NCERT closes the topic with the vision of the Hydrogen Economy. Because burning hydrogen yields only water, it is an ideal non-polluting fuel — provided the hydrogen itself is produced cleanly, for instance by splitting water using solar energy. Both halves of this cycle, the production of hydrogen by electrolysis of water and its combustion in a fuel cell, are built on electrochemical principles, tying the fuel cell back to the whole chapter.
Fuel Cells in one screen
- A fuel cell is a galvanic cell that converts the energy of combustion of a fuel directly into electricity, with reactants fed in continuously.

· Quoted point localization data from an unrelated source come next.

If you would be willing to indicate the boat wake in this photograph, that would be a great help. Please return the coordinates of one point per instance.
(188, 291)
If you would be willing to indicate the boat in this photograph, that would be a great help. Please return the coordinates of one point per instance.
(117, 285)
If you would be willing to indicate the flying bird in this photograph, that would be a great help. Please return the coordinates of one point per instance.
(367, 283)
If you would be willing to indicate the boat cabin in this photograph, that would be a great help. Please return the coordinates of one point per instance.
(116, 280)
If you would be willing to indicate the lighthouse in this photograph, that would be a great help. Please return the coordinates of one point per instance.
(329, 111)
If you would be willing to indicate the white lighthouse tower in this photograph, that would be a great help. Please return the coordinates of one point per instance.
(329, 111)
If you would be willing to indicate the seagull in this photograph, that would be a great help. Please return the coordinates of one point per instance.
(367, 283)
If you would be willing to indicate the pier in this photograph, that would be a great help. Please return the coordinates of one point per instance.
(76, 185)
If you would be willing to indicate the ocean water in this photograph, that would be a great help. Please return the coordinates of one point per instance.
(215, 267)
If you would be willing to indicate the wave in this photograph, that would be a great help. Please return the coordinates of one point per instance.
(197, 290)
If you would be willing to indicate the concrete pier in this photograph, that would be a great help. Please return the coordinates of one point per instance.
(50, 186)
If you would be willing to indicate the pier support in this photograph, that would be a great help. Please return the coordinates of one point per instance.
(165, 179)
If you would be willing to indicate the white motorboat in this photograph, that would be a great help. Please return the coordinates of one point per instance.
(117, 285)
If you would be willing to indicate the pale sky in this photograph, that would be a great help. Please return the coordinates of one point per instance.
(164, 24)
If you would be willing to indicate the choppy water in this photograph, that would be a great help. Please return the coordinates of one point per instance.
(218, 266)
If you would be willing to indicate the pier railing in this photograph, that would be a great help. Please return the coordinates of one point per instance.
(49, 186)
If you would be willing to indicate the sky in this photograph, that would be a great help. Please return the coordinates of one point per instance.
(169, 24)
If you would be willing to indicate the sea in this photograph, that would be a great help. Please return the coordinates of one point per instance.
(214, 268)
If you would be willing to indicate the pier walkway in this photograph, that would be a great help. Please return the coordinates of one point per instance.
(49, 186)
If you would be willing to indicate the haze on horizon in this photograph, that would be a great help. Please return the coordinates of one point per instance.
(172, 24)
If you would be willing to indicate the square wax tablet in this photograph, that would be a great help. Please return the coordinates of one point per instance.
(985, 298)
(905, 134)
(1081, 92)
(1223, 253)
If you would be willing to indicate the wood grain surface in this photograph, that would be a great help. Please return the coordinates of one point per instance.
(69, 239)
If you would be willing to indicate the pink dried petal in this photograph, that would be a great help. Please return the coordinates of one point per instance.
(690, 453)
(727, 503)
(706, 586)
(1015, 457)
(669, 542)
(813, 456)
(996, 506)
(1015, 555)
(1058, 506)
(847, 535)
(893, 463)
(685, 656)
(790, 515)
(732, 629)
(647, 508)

- The classic device is the alkaline H2–O2 cell: porous carbon electrodes with Pt/Pd catalyst dipping in concentrated NaOH/KOH.
- Anode: $\ce{2H2 + 4OH^- -> 4H2O + 4e^-}$; Cathode: $\ce{O2 + 2H2O + 4e^- -> 4OH^-}$; Overall: $\ce{2H2 + O2 -> 2H2O}$.
- Efficiency ≈ 70% vs ≈ 40% for thermal plants; pollution-free, only product is water.
- Powered the Apollo missions (~0.9 V); water was used as astronauts' drinking water.
- Unlike a battery, reactants are not stored inside and the cell never needs recharging — it just needs refuelling.